Fungus the Bogeyman (2/06)
Martin Clunes stars in this children's series that combines live action and CGI with Shrek-like creatures who live under our world and love filth and their occasion trips to visit our world.  Of course they only get discovered by children, one of whom ends up in their world much to the consternation of the bogey nuclear family.

Funland (4/08)
You might have seen a series called Blackpool ("Viva Blackpool" in the USA) about various goings-on in the resort town.  Funland is as if David Lynch did a remake (without the singing).  Dark, weird and creepy doesn't begin to describe the characters and situations that revolve around a nightclub run by a powerful old woman with secrets.  A young bride is drawn into stripping to pay a debt, a young man searches for a mystery surrounding his late mother, an innkeeper spies on his guests, and a seedy nightclub manager must deal with his pregnant wife, music-obsessed son and marriage-obsessed daughter.  And who is in the gorilla suit seen plummeting off the Blackpool tower during the opening credits of each episode?  Prepare yourself for some disturbing revelations throughout the eleven parts in this really strange but unique BBC-3 drama.

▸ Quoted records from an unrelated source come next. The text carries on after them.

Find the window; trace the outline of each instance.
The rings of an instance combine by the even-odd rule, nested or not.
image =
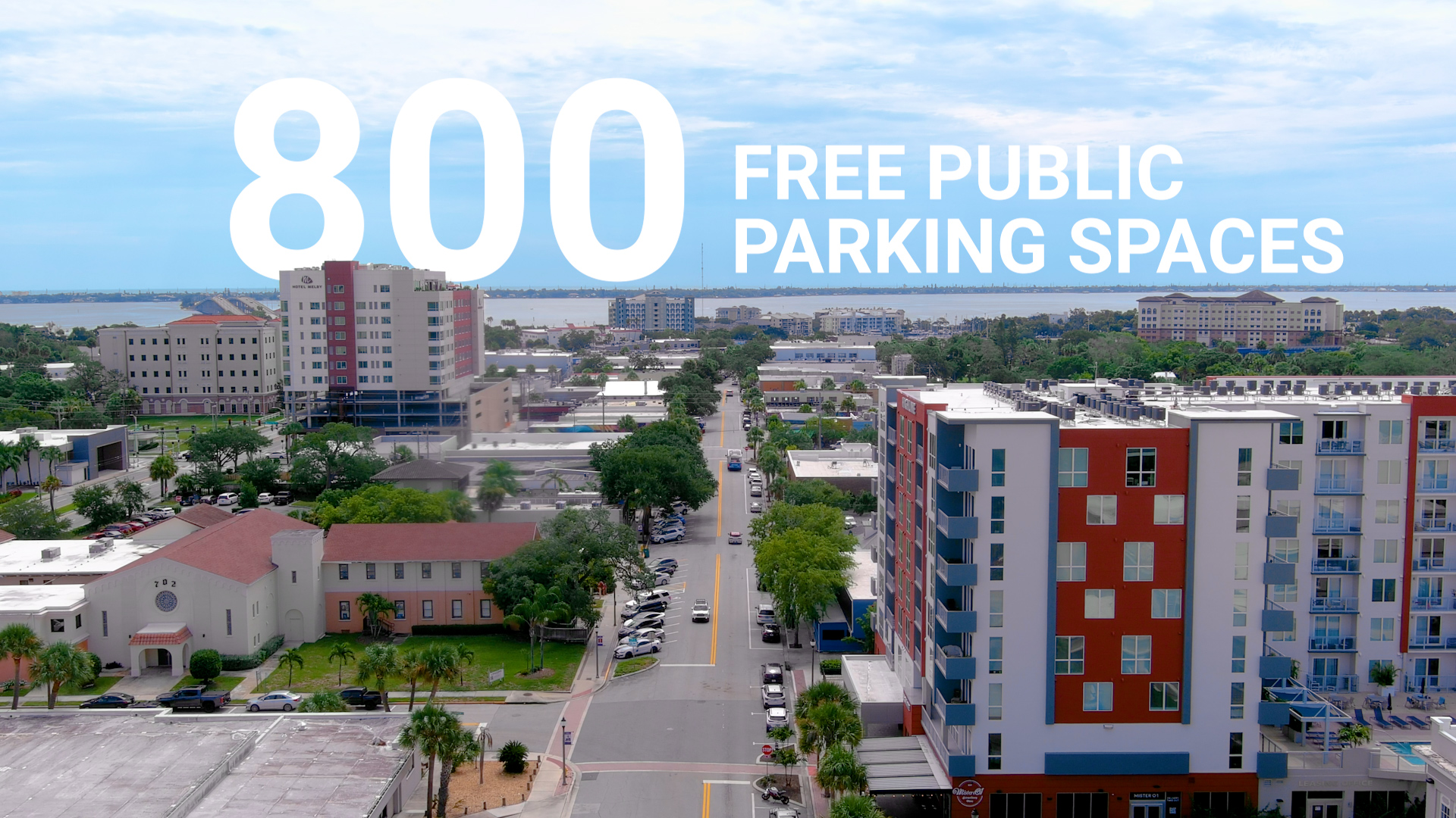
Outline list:
[[[1380,421],[1380,442],[1399,444],[1405,440],[1405,421]]]
[[[1057,486],[1085,488],[1088,485],[1088,450],[1063,448],[1057,453]]]
[[[1182,495],[1153,495],[1153,525],[1182,525]]]
[[[1178,709],[1178,683],[1176,681],[1155,681],[1147,686],[1147,709],[1149,710],[1176,710]]]
[[[1111,588],[1093,588],[1082,592],[1083,616],[1086,619],[1114,619],[1117,611],[1117,591]]]
[[[1153,486],[1158,485],[1158,450],[1128,448],[1127,450],[1127,485]]]
[[[1117,495],[1088,495],[1088,525],[1117,525]]]
[[[1082,683],[1082,709],[1085,712],[1105,712],[1112,709],[1111,681]]]
[[[1182,588],[1153,588],[1153,619],[1182,619]]]
[[[1130,674],[1153,672],[1152,636],[1123,638],[1123,672],[1130,672]]]
[[[1370,617],[1372,642],[1395,642],[1395,617]]]
[[[1000,639],[993,636],[992,639]],[[1057,636],[1054,670],[1061,675],[1080,675],[1086,661],[1085,636]]]
[[[1305,442],[1305,421],[1284,421],[1278,425],[1278,441],[1289,444]]]
[[[1057,582],[1086,582],[1088,544],[1057,543]]]

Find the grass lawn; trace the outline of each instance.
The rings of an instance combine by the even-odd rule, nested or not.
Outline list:
[[[242,684],[245,678],[248,678],[248,677],[245,677],[245,675],[220,675],[220,677],[217,677],[217,678],[213,680],[213,684],[208,686],[208,690],[232,690],[232,688],[237,687],[239,684]],[[189,687],[189,686],[194,686],[194,684],[202,684],[202,680],[192,678],[191,675],[185,675],[185,677],[182,677],[182,681],[179,681],[179,683],[176,683],[176,684],[172,686],[172,690],[182,690],[183,687]]]
[[[339,667],[329,662],[329,652],[333,645],[344,642],[354,651],[354,659],[344,667],[344,686],[358,684],[357,662],[364,655],[364,649],[371,643],[363,635],[325,636],[317,642],[310,642],[300,648],[303,651],[303,670],[293,670],[293,683],[288,683],[287,668],[280,667],[264,680],[259,690],[288,688],[297,693],[312,693],[316,690],[336,690],[339,684]],[[440,684],[440,690],[569,690],[577,677],[577,665],[585,652],[584,645],[563,645],[559,642],[546,643],[546,667],[555,672],[546,678],[523,678],[518,675],[526,670],[526,640],[510,636],[411,636],[405,640],[403,651],[419,651],[431,642],[447,642],[464,645],[475,652],[475,659],[464,670],[464,680],[460,677]],[[537,648],[539,649],[539,648]],[[505,665],[505,678],[495,684],[486,683],[492,670]],[[376,687],[370,680],[370,687]],[[421,693],[428,694],[430,686],[421,684]],[[409,684],[395,678],[390,681],[390,694],[408,693]]]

The Funny Side of News (1/09)
Clive Anderson presents this special that includes bloopers, but also a look at history of TV news.  It wasn't always like this, and it's fascinating to see its evolution over the years.

Further Abroad (4/94)
A witty travelogue presented by Jonathan Meads that is more than just the leisurely stroll through some distant soil. Meads' dry delivery is priceless and he manages to really get into the nitty-gritty of the places he visits and always finds some really strange, quaint out-of-the-way joints. The episode I have is about Belgium and you learn more about Belgium than you ever wanted to know. Very enjoyable. Followed up by Even Further Abroad in 1997.

Futurecast (3/01)
Presented as a typical day in 2012 when a net news broadcast is hijacked by video pirates who want to demonstrate how a corporation's medical policies are killing people in this innovative Channel 4 show.  This could be a descendant of Max Headroom, with a look not only at the future of broadcasting (with cameras and video sources everywhere), but society itself if certain conditions play out.  An interesting experiment.